Windstream this year will push harder than ever for more enterprise customers to migrate from legacy services to SD-WAN and UC.
That’s according to Windstream president and CEO Tony Thomas, who spoke during this week’s Citi 2019 TMT West Conference in Las Vegas. He said Windstream is the nation’s largest SD-WAN service provider and has about 500,000 unified-communications (UC) seats.
“We will continue to make really incredible new capabilities available leveraging things like artificial intelligence (AI), machine learning and a single pane of glass for a portal or mobile app experience,” he said. “And we think embracing this disruption – leading this disruption – is the key, and in 2019 that’s what we fully expect to do. We’ll be aggressively migrating our customers off of legacy solutions onto next-generation solutions.”
Windstream’s Tony Thomas
Currently, about 7 percent of Windstream’s revenue is associated with SD-WAN, UC, and security, and that revenue segment is growing 71 percent year over year, Thomas said.
“Then there’s a core chunk that what we call core enterprise revenues – MPLS, DIA, basic internet connectivity and Ethernet connectivity – and then there is the legacy revenue – the TDM, the T1s, data and voice legacy services that we really need to get those customers migrated over [from],” he said. “Our mantra at Windstream is we’ve got to aggressively move customers from the legacy solutions to the strategic solutions, especially with existing customers.”
While not yet made public, fourth-quarter 2018 earnings will show Windstream continuing to sell predominantly SD-WAN and UC, Thomas said.

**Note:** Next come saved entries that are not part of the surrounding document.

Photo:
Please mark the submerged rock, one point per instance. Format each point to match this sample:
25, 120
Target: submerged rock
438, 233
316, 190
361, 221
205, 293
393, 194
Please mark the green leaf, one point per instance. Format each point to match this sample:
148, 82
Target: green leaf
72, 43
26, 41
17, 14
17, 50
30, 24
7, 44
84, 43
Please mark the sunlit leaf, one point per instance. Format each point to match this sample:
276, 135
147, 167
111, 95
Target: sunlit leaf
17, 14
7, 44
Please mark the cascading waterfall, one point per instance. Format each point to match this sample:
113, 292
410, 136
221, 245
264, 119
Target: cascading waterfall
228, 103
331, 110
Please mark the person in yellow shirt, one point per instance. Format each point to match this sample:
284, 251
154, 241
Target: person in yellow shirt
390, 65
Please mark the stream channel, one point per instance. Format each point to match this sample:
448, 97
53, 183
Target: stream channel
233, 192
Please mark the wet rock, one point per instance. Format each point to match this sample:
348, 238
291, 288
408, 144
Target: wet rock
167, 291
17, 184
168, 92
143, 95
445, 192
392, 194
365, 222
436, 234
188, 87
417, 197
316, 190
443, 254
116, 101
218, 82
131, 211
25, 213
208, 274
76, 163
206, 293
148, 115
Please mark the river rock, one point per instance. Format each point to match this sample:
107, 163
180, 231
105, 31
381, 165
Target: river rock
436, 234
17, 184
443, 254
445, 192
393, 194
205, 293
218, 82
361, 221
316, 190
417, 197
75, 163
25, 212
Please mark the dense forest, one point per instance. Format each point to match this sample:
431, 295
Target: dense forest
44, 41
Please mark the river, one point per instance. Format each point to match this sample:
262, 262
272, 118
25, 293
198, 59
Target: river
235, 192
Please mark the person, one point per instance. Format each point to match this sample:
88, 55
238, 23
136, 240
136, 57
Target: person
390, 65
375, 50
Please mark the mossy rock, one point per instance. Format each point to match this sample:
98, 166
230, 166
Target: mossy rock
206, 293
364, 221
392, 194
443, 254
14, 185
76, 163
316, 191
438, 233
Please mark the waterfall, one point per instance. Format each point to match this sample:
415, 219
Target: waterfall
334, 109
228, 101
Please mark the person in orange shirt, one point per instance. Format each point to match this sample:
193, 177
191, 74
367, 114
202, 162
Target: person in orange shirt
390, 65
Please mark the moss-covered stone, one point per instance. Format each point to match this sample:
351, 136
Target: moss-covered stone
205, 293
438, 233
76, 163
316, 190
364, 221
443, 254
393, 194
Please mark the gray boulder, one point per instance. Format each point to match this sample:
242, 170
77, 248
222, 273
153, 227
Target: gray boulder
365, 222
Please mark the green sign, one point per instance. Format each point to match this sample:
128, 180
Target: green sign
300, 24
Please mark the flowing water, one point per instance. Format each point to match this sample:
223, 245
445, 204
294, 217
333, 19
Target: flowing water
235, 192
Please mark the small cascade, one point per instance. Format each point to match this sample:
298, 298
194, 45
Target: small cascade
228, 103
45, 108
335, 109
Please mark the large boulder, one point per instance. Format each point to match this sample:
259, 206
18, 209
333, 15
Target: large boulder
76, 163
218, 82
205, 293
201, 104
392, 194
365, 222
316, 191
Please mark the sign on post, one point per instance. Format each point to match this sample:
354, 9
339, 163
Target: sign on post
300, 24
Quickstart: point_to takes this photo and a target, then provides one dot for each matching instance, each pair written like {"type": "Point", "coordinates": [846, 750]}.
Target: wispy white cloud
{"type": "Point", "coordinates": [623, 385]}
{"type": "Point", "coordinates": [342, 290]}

“The key is, how do you get your existing customers to make that migration and how do you do that migration at scale?” he said. “And we’re investing a lot in IT automation and software-defined networking that enables flow-through provisioning, so it scales without having to have people. It scales through machine-to-machine interaction. So we’re really bullish about what’s in front of us and that conversion will be one of our fundamental pushes.”
Another top priority for 2019 is to take costs out of the business, Thomas said. Windstream‘s largest expense category is interconnection — money it pays other carriers. Migrating from legacy services will help decrease costs, he said.
“We have a goal of taking 10 percent of that cost out in 2019,” he said. “You think about SD-WAN … the cost of connectivity is about 300 percent less, going from $400-$500 to $150-$200. That’s why we’ve embraced SD-WAN. And obviously with UC, we have our own proprietary UC suite that we refer to OfficeSuite.”